There are so many good wardrobe moments in this episode — which, of course; you can’t get sloppy with styling in an episode whose main story and title call attention to how people dress. And these moments often provide rich characterization, situating characters in not only their time and place, but also within their relationships to one another at this moment: Janice’s ringlets are animorphing into a stereotypical Aquanet confection as she and Richie become increasingly intertwined. Tony wears a suit to therapy; Melfi does not. And repetitions are just as telling as contrasts and changes: the cursed leather jacket gets passed from hand to hand; Carmela and Jean armor themselves for conflict in the same forceful-but-not-too-assertive outfits.

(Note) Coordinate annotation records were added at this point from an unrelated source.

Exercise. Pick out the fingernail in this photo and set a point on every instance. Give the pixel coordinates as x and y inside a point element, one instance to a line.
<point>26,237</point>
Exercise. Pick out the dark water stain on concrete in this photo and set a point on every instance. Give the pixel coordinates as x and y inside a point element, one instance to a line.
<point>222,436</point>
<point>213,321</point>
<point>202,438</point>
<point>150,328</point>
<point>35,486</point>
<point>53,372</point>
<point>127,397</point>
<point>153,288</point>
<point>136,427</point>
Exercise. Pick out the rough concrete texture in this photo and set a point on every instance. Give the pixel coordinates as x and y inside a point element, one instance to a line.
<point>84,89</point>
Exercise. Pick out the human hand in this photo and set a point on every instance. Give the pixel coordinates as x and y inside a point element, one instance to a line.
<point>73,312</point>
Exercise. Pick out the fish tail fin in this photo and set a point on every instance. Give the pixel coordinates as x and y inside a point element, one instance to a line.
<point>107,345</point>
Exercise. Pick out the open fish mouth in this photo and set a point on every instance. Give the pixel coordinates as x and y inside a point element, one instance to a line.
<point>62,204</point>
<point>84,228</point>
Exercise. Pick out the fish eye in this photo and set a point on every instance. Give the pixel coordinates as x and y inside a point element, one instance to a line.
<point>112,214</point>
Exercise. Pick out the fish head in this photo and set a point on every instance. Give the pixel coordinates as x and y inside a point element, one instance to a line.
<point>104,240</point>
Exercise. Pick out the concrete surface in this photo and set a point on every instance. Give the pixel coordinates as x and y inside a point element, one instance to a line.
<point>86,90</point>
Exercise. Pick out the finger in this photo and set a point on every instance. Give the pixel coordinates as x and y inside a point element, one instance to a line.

These resonances underline the idea that most of the conflicts throughout this episode are about the narcissism of small differences — the term Freud used (that’s right, bitch, I had a semester and a half of college and then some) to describe why the people who drive us craziest are those with whom we have the most in common. They reflect the things we hate most about ourselves and/or seem to have the things that are always just out of our reach. Jean resents being reminded that Carmela Soprano is, in fact, part of her social circle. In therapy, Tony reveals that he wanted to punish David Scatino for getting to be a respected member of the community despite participating in the same illicit activities Tony does. And Richie resents that he’s almost but not quite the same as Tony, and keeps pushing himself to excel in in the one area in which he might be better: impulsive, irresponsible cruelty.
*A moment like, say, sitting at the kitchen island alone and sketching AJ’s school picture while listening to Sting’s “Fields of Gold,” which is the most “I have too much fucking time on my hands” shit I’ve ever seen.